In line with this, previous studies have documented the relationship between food intake and functional disability such as dressing, bathing, eating, and other activities [44
]. Studies on elderly Koreans proposed that frequent consumption of dairy products, legumes, or soy products were inversely related with functional disability [45
]. Dietary patterns are also associated with activities of daily living (ADL) and instrumental ADL (IADL) disability [47
]. Evidence also exists for the harmful effects of food insecurity on nutrition status. Studies addressing Chinese elementary students and Brazil adolescents showed that food insecurity was closely related to malnutrition risk [6
]. In our study, the proportion of participants who met the dietary reference intake for most nutrients were significantly lower in the “food-insecure household” groups, particularly the “food-insecure household with hunger” group, than the “food-secure household” group.
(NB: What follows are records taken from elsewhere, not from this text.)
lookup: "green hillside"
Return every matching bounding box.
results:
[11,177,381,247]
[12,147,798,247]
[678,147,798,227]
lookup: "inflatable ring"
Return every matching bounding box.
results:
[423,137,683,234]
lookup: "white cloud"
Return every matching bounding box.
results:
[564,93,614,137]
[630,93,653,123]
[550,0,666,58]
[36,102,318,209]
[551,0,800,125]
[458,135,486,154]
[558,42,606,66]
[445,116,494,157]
Therefore, insufficient nutrition induced by food insecurity may be partly linked to lower QOL. However, in our study, the associations between food-insecurity, mental health indicators, and QOL were not compared between disabled and nondisabled participants, because we did not distinguish these differences among the KNHANES data.
Our results imply that mental health indicators and QOL are associated with food insecurity and may be improved by resolving food insecurity problems. Considering that Korea has the highest suicide rate and poor mental health status among Organization for Economic Cooperation and Development countries [49
], active intervention by the Korean government is necessary to reduce the food insecurity problem and promote better mental health. Korea has several nutrition assistance programs such as the “NutriPlus Program”, “the healthy fruit basket project”, and “free meal service”, which are provided for vulnerable populations [51
]. Moreover, some previous studies reported the effectiveness of these programs for vulnerable Korean populations [51
]. In our study, participation in the nutrition assistance program did not modify the association between food insecurity, mental health, and QOL.
Our study had several limitations as well. First, this was a cross-sectional study; therefore, we cannot explain causal relationships. Second, there was a possibility of underestimating food insecurity if respondents were reluctant to answer openly to the food insecurity questionnaire. Third, the KNHANES excluded extremely food-insecure people, such as the institution-dwelling or homeless population, because it was difficult to recruit them. Fourth, the associations between food-insecurity, mental health indicators, and QOL were not compared between disabled and nondisabled participants, because we did not distinguish these differences among the KNHANES data. Finally, the questionnaire to assess mental-health problems has not been fully validated [28
], even though several previous studies have used this questionnaire [29
]. Despite these limitations, our results have important strengths when compared to previous studies’ findings. As far as we know, this is the first study demonstrating that food insecurity is a strong factor that results in adverse mental health and lower QOL in the general population of Korean adults. We analyzed a representative, large-scale data set composed of participants with homogeneous characteristics (i.e., young, middle-aged Koreans without chronic diseases). In addition, we considered various sociodemographic and health-related factors in our adjustment to minimize the possibility of confounding factors.
In conclusion, food insecurity was closely associated with insufficient nutrient intake, adverse mental health indicators, and lower QOL in young and middle-aged Korean adults. Our results provide the basic information for a health policy to prepare more effective programs to improve the mental health and QOL of individuals who have an insufficient diet.